暮色時分,陸雲舟下值回來就聽管家說鶯鶯今日哭著從外麵回來。
因為陛下壽辰將至他接手了京城巡防每日早出晚歸,對她所多有疏忽,他心中擔憂於是來到了柳鶯鶯住的芳華院。
剛踏入垂花門就見鶯鶯身邊的丫鬟小翠從外麵回來,他問道:“鶯鶯呢,管家說她是哭著回來的,她今日去了哪裡?”
小翠忙行了一禮道:“小姐今日出門沒讓奴婢跟著,小姐回來後說身體不舒服就不去夫人身邊伺候了,讓奴婢把夫人的藥送過去。”
陸雲舟蹙了蹙眉,這時就聽房間裡傳來砰的一聲,像是什麼東西摔在了地上。
他匆忙跑過去推開房門,就見柳鶯鶯在梁上掛了一根白綾將自己吊在了上麵。
“鶯鶯。”
陸雲舟大驚,他匆忙抽出佩劍將白綾割斷然後抱著柳鶯鶯,衝著門外嚇傻的小翠喊道:“快去請大夫。”

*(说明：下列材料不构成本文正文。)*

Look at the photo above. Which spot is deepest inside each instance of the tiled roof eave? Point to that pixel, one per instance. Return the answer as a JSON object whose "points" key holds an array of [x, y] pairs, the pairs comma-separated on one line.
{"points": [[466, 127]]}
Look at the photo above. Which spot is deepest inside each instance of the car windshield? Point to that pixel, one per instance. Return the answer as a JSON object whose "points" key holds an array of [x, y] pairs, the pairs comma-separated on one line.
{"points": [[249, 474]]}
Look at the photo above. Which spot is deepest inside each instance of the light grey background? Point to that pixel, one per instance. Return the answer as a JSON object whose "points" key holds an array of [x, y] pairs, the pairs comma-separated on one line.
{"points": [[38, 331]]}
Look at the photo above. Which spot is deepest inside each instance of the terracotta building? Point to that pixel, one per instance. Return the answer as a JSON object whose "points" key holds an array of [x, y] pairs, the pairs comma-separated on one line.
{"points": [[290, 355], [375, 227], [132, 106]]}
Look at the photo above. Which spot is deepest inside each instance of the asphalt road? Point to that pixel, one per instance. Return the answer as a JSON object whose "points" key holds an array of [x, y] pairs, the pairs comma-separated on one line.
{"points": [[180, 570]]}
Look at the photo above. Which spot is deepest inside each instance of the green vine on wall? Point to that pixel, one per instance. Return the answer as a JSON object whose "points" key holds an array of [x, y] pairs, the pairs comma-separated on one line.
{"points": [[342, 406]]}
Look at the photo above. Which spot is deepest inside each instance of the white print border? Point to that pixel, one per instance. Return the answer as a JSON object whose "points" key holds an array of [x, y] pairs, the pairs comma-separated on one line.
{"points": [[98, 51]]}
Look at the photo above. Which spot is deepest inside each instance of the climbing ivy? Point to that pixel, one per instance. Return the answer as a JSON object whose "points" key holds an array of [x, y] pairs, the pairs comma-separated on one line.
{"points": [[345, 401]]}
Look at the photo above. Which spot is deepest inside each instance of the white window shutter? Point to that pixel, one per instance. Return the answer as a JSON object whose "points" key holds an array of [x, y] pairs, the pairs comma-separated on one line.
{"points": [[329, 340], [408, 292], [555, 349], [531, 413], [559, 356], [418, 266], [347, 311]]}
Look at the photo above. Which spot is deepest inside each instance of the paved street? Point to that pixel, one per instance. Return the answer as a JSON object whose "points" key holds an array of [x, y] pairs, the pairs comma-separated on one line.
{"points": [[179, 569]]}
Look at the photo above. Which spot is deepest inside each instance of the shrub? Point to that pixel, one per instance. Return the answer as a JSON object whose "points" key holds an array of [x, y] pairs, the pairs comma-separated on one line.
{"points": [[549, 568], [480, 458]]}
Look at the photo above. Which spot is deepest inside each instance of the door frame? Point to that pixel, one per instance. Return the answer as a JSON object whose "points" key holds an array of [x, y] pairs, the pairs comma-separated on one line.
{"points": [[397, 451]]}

因為救得及時柳鶯鶯劇烈的咳了幾聲便醒了過來,她睜開眼睛看著麵前的陸雲舟就哭了起來道:“雲舟哥哥,你救我做什麼,你讓我死了算了。”
她掙紮著還想去尋死。
陸雲舟將她抱緊問道:“你為什麼要想不開,告訴我是誰欺負你了?”
柳鶯鶯趴在陸雲舟的懷中大聲的哭了起來:“她們都嘲笑我,說我這個將軍府小姐名不正言不順,那些貴女們孤立我,欺辱我,雲舟哥哥我不想活了。”
陸雲舟聽到她的控訴眼神頓時變得冰冷起來。
因為她母親極力反對始終不肯承認鶯鶯的身份,以至於鶯鶯至今都沒有入陸家族譜,更沒有被世人承認。
他雖然勸過很多次,奈何母親固執已見,即便如此鶯鶯也每日服侍母親,為她調理身體。
想到鶯鶯所受的委屈,陸雲舟便覺得愧對於她。
他深吸了一口氣道:“是我對不起你,讓你受了委屈,我這就去求母親讓她開宗祠讓你光明正大成為將軍府的小姐。”
柳鶯鶯拉著他的胳膊搖了搖頭道:“夫人的身體才剛有好轉,我不想你為了我再惹她生氣。”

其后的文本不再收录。